Quelques problèmes de son viennent malheureusement entacher les performances des deux premiers morceaux tirés de ʿMalinaʾ, mais il en faudra plus pour faire dérailler les musiciens de Leprous, véritables orfèvres du rock. Le refrain de ʿStuckʾ nous permet enfin d’oublier ces problèmes techniques et d’apprécier pleinement la voix de falsetto du maestro Einar Solberg. Logiquement, le concert sera globalement dédié au dernier effort du groupe, qui prolongeait la percée de Leprous vers un prog plus rock que metal, avec un son plus lisse, les growls au placard, et plus d’instrumentation à cordes. La présence de Raphael Weinroth-Browne traduit avec brio sur scène la texture plus dense de cet album. Quant à ʿThe Congregationʾ, l’opus qui a véritablement consacré Leprous sur la scène internationale, il n’est pas en reste ce soir avec un bon tiers de setlist tiré de son répertoire. S’asseoir sur ses lauriers n’est pourtant pas du goût des Norvégiens, qui proposent aussi Golden Prayers, le titre qu’ils ont sortis en juin, et une reprise de Massive Attack (Angel) surprenante, qui mettra le violoncelliste en pleine lumière.
Après ce petit pas de côté, Leprous repasse à la charge avec l’excellent ʿThe Priceʾ et sa rythmique syncopée, qui donne à voir des headbanging plutôt hilarants. N’est pas Leprous qui veut ! L’enchaînement ʿFrom the Flame/Slaveʾ envoie très lourd, ʿSlaveʾ particulièrement, avec son down tuning et ce rythme, qui au début traîne des pieds, d’une lourdeur lancinante, pour s’accélérer, s’agiter, jusqu’à faire sortir Einar de ses gonds qui lâchera quelques growls.
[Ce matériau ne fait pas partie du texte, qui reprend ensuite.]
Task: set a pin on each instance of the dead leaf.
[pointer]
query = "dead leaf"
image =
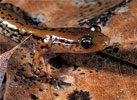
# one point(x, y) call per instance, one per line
point(93, 76)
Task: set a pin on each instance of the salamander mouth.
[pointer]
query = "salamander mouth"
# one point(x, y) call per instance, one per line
point(86, 42)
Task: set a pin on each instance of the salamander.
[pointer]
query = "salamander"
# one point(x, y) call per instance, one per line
point(16, 25)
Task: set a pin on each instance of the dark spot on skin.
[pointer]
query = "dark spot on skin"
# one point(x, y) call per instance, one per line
point(90, 71)
point(58, 61)
point(3, 17)
point(79, 95)
point(75, 67)
point(15, 79)
point(33, 97)
point(82, 73)
point(40, 90)
point(2, 12)
point(19, 74)
point(97, 71)
point(100, 59)
point(4, 9)
point(84, 62)
point(56, 94)
point(115, 50)
point(61, 40)
point(52, 29)
point(99, 3)
point(45, 47)
point(67, 42)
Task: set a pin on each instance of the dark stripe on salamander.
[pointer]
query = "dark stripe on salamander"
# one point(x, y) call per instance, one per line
point(19, 33)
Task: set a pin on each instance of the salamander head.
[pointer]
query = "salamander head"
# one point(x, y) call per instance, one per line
point(92, 41)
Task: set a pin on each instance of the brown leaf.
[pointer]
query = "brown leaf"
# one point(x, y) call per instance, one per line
point(93, 76)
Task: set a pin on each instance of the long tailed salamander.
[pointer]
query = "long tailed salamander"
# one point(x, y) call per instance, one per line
point(15, 25)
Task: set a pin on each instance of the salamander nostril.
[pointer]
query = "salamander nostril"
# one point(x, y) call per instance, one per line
point(86, 42)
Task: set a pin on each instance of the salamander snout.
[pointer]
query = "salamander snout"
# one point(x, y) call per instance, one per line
point(86, 42)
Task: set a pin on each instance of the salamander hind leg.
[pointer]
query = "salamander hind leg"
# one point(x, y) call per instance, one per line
point(38, 68)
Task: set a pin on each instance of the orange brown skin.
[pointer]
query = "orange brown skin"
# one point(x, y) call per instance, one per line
point(47, 40)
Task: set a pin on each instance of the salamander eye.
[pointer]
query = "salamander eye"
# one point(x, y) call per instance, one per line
point(94, 28)
point(86, 42)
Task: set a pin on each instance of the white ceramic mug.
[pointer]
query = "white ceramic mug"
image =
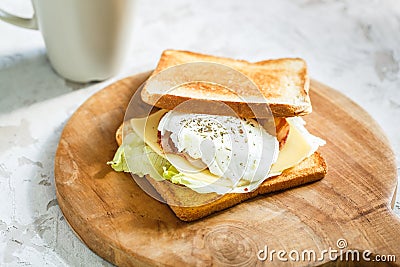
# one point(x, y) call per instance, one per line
point(86, 40)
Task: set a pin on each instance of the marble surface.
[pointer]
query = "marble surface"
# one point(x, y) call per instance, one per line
point(353, 46)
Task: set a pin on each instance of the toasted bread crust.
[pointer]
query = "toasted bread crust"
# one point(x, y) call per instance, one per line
point(309, 170)
point(283, 84)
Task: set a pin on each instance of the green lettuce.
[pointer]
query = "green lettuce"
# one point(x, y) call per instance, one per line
point(138, 158)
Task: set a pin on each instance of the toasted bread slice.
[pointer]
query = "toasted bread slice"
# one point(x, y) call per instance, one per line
point(190, 205)
point(185, 200)
point(283, 84)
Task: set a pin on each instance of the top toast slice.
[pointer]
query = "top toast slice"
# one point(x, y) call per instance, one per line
point(283, 84)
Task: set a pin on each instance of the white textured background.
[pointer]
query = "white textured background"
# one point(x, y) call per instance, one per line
point(353, 46)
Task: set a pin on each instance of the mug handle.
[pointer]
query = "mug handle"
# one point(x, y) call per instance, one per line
point(30, 23)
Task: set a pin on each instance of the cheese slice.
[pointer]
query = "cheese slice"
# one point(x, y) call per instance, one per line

Bref, c’est à la fois sombre et solaire.
Il n’y a pas à dire, Leprous maîtrise son jeu de bout en bout et bien que les premières parties nous en aient mis plein la vue, force est de constater que Leprous sont ceux qui savent au mieux doser leur intensité tout au long du concert, alternant sans difficultés des passages aériens avec des rythmes d’une extrême puissance, des grooves polyrythmiques entêtants et des atmosphères mélancoliques à souhait. La voix sublime d’Einar se balade avec une facilité déconcertante d’une octave à l’autre, appuyé dans ses pirouettes par les harmonies vocales de ses compères. C’est un délice d’une rare finesse, avec un seul regret : qu’il s’accompagne d’une certaine froideur du groupe sur scène. À l’exception de quelques ʿmerciʾ jetés ci ou là, les musiciens sont mutiques et c’est particulièrement flagrant après le set d’Agent Fresco qui, malgré son nom, a mis le feu à la salle, Arnor Dan terminant le set au milieu du public. On en demande pas tant à Leprous, dont on peut respecter la démarche artistique empreinte de sobriété et de solennité, mais juste de se dérider un peu, tomber la cravate et partager le grand frisson que garantit leur musique. L’ambiance survoltée du Kiff, après trois concerts de folie, aura quand même raison – heureusement – de Leprous qui, lors du dernier morceau, laisseront échapper quelques sourires, confirmant notre impression : quelle ambiance, quel pied ! Je peux souffler : le jeu en aura valu la chandelle. Pain of Salvation devra à son tour relever le défi.